Frontier Grit: The Unlikely True Stories of Daring Pioneer Women | Author: Marianne Monson | Rating: 7/11 |
The 19th century westward expansion of the United States is a story every American knows well. So well, in fact, that it has taken on near-mythical proportions in the collective mind and heart of the nation. This chapter in American history is constantly exploited in politics, education, and advertising, and is often looked on with nostalgic idealization. That westward expansion was difficult and dangerous is part of its appeal. However, historians have become increasingly aware in recent years that the story Americans all know and love is only part of the truth. Efforts have been made to rescue and reclaim the voices of the past which traditionally have been lost in the telling of this narrative. One such voice is that of the women who helped push the boundaries of the country ‘from sea to shining sea’. In her new book, Frontier Grit: The Unlikely True Stories of Daring Pioneer Women, Marianne Monson highlights the lives and achievements of twelve such women, introducing them to a contemporary audience and defending the relevancy of their successes in today’s complicated world.
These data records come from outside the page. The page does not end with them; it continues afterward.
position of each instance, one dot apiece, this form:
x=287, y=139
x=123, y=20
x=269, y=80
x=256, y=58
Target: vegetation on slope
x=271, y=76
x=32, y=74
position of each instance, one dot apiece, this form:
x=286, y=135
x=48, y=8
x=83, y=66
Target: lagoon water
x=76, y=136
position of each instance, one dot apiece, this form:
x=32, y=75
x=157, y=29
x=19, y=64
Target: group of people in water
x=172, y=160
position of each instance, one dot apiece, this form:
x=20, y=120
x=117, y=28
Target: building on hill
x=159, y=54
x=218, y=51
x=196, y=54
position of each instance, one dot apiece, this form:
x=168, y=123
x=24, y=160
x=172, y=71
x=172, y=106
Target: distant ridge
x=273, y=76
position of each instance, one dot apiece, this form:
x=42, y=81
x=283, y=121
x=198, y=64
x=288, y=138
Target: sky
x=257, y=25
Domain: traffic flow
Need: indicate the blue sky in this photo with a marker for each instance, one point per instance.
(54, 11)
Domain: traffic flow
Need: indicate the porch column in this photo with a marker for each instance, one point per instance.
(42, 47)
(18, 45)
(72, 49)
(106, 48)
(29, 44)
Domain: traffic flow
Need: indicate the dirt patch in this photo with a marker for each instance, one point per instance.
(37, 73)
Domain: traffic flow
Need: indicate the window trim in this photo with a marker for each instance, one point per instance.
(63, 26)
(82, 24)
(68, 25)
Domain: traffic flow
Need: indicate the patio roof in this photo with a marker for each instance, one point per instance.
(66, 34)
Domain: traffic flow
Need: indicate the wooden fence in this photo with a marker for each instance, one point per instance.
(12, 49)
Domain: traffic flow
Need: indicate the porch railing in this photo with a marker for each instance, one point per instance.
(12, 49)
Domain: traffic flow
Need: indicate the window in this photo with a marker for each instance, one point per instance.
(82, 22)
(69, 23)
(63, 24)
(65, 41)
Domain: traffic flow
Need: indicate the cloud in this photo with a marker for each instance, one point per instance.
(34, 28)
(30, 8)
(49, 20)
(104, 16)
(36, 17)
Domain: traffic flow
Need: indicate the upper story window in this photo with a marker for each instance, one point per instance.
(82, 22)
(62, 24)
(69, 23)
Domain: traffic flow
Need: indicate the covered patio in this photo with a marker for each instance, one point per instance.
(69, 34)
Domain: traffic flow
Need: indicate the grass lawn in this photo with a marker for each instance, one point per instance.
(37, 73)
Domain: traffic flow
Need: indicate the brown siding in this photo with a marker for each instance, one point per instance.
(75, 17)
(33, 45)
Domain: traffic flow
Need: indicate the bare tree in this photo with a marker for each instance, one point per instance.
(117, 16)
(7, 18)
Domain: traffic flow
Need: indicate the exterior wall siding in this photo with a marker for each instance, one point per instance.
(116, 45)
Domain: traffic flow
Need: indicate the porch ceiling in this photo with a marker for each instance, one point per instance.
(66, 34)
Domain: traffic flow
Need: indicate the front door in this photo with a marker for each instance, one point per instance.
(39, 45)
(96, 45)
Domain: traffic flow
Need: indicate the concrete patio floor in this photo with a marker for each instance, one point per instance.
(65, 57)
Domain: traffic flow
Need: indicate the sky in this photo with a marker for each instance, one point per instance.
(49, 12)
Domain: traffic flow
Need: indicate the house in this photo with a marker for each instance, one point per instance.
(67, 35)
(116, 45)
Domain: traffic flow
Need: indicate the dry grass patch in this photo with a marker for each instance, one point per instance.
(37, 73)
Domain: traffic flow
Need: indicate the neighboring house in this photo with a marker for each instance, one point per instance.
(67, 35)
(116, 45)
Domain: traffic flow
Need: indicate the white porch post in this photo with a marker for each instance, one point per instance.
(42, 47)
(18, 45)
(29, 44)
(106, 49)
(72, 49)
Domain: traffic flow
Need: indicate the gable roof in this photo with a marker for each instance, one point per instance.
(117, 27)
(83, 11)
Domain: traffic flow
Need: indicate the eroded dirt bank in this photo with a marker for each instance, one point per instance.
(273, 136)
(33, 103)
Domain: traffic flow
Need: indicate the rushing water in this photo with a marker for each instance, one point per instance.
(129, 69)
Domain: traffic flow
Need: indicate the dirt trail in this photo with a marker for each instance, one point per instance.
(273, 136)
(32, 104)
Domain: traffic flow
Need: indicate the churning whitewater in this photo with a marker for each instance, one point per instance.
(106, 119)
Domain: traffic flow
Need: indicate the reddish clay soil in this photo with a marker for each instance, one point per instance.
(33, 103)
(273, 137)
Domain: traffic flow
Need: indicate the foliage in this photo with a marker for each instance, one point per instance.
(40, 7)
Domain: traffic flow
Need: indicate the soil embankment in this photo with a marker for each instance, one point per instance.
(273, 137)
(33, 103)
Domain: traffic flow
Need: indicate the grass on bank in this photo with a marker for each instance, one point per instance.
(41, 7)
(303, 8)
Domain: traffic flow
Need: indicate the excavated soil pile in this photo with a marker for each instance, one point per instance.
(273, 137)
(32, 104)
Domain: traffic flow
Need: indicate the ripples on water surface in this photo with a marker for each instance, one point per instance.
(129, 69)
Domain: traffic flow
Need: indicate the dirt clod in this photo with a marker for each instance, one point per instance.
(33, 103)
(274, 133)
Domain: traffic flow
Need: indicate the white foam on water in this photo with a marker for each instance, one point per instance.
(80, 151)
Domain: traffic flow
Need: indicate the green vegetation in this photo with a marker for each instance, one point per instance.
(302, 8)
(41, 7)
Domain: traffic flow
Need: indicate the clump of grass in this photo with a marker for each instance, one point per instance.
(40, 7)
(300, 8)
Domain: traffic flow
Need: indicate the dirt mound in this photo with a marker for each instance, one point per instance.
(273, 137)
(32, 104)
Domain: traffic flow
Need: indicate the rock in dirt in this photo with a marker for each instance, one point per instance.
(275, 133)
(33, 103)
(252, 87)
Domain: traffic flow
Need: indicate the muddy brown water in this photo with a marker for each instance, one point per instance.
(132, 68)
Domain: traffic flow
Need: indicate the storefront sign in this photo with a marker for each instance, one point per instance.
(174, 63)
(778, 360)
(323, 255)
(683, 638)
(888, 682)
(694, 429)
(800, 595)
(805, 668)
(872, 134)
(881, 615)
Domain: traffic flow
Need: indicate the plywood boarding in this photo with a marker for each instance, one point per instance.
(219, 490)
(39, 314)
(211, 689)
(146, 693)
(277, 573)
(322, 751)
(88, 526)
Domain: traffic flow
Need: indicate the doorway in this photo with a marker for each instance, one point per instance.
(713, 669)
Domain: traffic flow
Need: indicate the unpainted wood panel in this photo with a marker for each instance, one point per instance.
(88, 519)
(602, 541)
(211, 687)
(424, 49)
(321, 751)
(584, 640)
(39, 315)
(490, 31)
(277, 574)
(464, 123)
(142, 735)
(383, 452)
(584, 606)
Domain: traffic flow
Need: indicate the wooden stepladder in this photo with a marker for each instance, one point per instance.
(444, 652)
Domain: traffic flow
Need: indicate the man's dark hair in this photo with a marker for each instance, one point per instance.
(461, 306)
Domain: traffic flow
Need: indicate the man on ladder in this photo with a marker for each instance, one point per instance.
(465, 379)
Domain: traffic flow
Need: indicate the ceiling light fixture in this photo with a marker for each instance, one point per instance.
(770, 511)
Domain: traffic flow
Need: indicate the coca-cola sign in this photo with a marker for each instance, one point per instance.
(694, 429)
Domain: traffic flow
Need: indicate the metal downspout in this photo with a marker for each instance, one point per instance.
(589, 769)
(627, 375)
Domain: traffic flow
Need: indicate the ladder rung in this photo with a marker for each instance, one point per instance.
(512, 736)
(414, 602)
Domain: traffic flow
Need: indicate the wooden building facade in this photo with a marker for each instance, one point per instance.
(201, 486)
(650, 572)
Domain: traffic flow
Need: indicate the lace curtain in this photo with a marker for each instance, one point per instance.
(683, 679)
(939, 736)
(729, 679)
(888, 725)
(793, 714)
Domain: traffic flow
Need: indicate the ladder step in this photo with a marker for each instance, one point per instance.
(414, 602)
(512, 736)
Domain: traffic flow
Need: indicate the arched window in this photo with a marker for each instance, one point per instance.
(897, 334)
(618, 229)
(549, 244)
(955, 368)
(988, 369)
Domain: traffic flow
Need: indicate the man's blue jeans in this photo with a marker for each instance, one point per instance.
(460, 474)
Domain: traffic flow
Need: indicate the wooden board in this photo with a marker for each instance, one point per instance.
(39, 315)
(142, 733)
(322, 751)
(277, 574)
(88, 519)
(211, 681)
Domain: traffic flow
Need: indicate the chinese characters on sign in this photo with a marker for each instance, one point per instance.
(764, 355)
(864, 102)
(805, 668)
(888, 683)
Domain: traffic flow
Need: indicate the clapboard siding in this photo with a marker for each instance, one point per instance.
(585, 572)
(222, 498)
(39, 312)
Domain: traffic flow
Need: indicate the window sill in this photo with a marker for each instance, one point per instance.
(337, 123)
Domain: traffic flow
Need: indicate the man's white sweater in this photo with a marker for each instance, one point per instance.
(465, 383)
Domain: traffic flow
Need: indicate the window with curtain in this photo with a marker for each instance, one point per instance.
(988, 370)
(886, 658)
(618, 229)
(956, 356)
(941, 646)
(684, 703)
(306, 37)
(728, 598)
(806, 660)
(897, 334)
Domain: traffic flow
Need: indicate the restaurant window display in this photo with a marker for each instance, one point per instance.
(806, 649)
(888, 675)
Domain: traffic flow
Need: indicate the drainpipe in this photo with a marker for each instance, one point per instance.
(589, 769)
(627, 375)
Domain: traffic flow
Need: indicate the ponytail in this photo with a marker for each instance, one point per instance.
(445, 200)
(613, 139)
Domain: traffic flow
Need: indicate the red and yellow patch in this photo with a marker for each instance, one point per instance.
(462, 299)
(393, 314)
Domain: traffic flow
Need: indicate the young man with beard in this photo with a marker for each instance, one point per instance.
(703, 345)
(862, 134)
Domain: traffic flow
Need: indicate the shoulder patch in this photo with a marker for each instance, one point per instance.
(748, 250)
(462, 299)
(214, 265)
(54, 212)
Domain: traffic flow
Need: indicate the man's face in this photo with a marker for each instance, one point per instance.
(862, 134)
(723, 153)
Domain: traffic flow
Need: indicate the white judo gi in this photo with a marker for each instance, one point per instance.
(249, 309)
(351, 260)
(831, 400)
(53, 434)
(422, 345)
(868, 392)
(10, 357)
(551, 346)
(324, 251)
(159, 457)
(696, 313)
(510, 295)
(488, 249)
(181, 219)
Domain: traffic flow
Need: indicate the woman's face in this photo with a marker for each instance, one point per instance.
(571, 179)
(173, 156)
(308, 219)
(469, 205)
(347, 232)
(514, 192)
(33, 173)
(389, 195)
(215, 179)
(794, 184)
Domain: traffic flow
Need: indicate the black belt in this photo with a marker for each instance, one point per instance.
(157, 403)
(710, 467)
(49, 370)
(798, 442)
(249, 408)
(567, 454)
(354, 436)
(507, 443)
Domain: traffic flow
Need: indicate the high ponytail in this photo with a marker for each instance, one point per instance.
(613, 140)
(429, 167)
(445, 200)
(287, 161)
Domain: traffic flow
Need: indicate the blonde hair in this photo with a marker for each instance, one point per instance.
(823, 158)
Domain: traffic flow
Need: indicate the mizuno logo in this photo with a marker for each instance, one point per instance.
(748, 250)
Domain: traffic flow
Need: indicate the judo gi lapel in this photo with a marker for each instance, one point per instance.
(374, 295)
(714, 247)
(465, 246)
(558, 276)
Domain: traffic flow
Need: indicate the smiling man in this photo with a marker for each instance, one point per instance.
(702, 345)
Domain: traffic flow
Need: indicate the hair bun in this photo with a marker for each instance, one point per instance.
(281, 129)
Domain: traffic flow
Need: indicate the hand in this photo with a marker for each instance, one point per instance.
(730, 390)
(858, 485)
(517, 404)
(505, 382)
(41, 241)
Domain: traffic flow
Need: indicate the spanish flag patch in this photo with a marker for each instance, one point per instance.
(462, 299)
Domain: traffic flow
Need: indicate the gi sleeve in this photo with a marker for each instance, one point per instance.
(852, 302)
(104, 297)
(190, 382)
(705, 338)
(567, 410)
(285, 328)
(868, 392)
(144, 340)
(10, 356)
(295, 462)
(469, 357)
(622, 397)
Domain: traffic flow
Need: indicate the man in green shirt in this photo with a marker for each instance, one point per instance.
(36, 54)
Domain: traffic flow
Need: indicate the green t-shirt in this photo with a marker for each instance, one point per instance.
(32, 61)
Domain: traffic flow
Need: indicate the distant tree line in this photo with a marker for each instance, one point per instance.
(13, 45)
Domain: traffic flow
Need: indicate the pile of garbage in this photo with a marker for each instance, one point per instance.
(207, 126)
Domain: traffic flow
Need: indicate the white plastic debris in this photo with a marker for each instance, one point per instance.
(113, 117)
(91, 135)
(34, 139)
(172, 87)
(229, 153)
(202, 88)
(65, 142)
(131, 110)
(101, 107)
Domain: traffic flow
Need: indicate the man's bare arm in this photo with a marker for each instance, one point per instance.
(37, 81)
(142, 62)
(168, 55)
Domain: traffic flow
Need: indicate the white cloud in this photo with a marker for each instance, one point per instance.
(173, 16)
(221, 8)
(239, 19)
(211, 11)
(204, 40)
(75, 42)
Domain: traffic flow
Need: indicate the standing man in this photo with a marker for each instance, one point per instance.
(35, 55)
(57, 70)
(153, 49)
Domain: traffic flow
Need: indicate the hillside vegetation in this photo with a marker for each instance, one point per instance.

Each short chapter in Monson’s book focuses on an individual pioneer woman, for a total of twelve micro-biographies in all. Some of the women are of the traditional ‘pioneer’ sort: women such as Nellie Cashman, who flourished in her varied roles as a nurse, a business woman, and a gold prospector; and Luzena Stanely Wilson, a fiercely determined woman who turned her cooking skills into a successful string of business ventures during the California gold rush. But with an eye to diversity, Monson’s colorful cast includes a host of remarkable women whom readers might not be expecting, including Mother Jones (a schoolteacher who used her love of politics and oration to become a political activist and an organizer for labor reform), Donaldina Cameron (a courageous woman who rescued countless young Chinese girls from slavery and prostitution in San Francisco’s Chinatown), Charley Parkhurst (a woman who spent her entire adult life masquerading as a man and who became the most celebrated stagecoach driver in the West) and Makaopiopio (a Hawaiian native who converted to Christianity and eventually became one of the first immigrants to settle the colony of Iosepa).
Monson’s definition of ‘The Frontier’ encompasses more than just traditional notions of log-cabin settlers inhabiting shanty towns, and this expanded view paints a more accurate and realistic picture of 19th century America. The book does more than rescue the unique voices and important accomplishments of these women. It also recovers aspects of the American narrative which have traditionally been omitted from popular history. Monson’s work reminds readers of the diversity of the United States, both now and in the past, and of the ways in which all of its peoples worked together to create the nation that exists today.
There is no question that work of this nature is important, especially given America’s current political climate. Now more than ever, the voices of women – historical women in particular, and historical immigrant women even more so – need to be heard. On a daily basis politicians are using their personal biases to rewrite the country’s history, which makes efforts to preserve the past more important than perhaps they ever have been before. That being said, however, this short, episodic collection is a difficult way in which to do this. Monson, herself, laments towards the end of the book that she must condense so much history into so few pages. That tension is felt throughout the course of the work and is never resolved satisfactorily. By necessity, the tone of the writing shifts back and forth between a recitation of facts and a more personalized narration of a particular episode, but the transitions between the two are never smooth. One might argue that many of these women now exist somewhere between fact and folktale anyway, and that Monson’s writing style is a reflection of this; but if so, it is not executed convincingly and the end of each chapter brings with it a feeling of unfulfillment. Readers cannot help but wonder at how much of the story has been omitted and for a casual reader of popular history, an ‘additional reading’ list isn’t really enough to resolve this problem.
While casual readers find themselves disappointed by a lack of in-depth content, scholarly readers will be left wondering where the discussion is. Each chapter concludes with Monson’s brief interpretation of her subject’s life in a broader historical context, but these thoughts feel rushed and incomplete. Vapid optimism seems to be favored over real analysis, which I believe does no credit to Monson as the detailed and conscientious historian she seems to be. If Monson wishes to leave a mark in her field, much more will be needed from her next work, regardless of its intended audience.
That being said, however, Monson’s book remains an important and relevant work. Painstakingly researched and crafted with obvious passion, it is a worthy stepping stone into a subject that demands further scrutiny. Devoted historians and the casually curious alike can learn something from it, and hopefully, the book will incite further interest and conversation about its subjects, as seems to be Monson’s intent.